As activist Linda Sarsour corroborates: "Judas and the Black Messiah [...] kind of tries to right a wrong. And the wrong is that we have defamed the Black Panther party for too long. In fact, they were a necessity and they are a necessity today."

Black Panthers Hampton falls in love with Deborah Johnson, a fellow BPP member, in Judas and the Black Messiah (Credit: Warner Bros.)

The activists of today

Following 2020, and the renewed spotlight it has put on race relations within a deeply divided America, Sarsour continued to point out how protestors are receiving the same kind of treatment that the Black Panthers did in the '60s.

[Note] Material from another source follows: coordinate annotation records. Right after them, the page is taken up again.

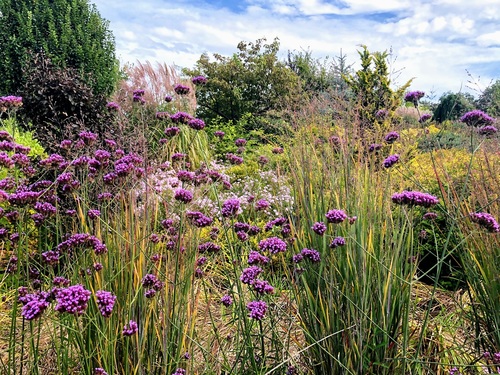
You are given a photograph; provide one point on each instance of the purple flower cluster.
(414, 198)
(485, 220)
(105, 302)
(181, 89)
(72, 300)
(255, 258)
(414, 96)
(196, 124)
(183, 195)
(484, 130)
(226, 300)
(248, 275)
(390, 161)
(477, 118)
(425, 117)
(130, 329)
(181, 117)
(230, 207)
(391, 137)
(257, 309)
(199, 80)
(311, 254)
(198, 219)
(335, 216)
(33, 304)
(272, 244)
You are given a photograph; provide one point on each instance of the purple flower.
(240, 142)
(391, 137)
(113, 106)
(390, 161)
(130, 329)
(273, 244)
(72, 300)
(335, 216)
(425, 117)
(181, 117)
(319, 228)
(414, 198)
(170, 132)
(311, 254)
(226, 300)
(414, 96)
(105, 302)
(249, 274)
(484, 130)
(181, 89)
(257, 309)
(230, 207)
(219, 134)
(336, 242)
(196, 124)
(255, 258)
(477, 118)
(261, 205)
(199, 80)
(262, 287)
(485, 220)
(183, 195)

Explaining how she was charged with a felony for sitting on the lawn of Kentucky Attorney General Daniel Cameron’s house, she said that the media is largely responsible for the "defamation" of activists who are striving for change in the current moment. Quoting Ida B Wells, she adds: "Those who commit the murders write the reports.

"We see the brutalization of our communities. We watch police murders happen probably on a daily basis. And interestingly enough, connecting the dots even with things like Breonna Taylor - if you watch - whether it be Judas and the Black Messiah - or you documentaries, oftentimes, it was no-knock warrants that were used to go into Black Panther headquarters or to target members of the Black Panther party. And that is the same no-knock warrant that murdered Breonna Taylor. So for me, the legacy of the Black Panther party continues today.

"We could literally create the entire Judas and the Black Messiah film right now today and swap out Chairman Hampton and put in activists of today. The same brutal police forces that brutalized the Black Panthers and political activists at that time are still the most brutal police forces today," she concludes.

*Black History Month – to fully understand the present, we must educate ourselves on the past.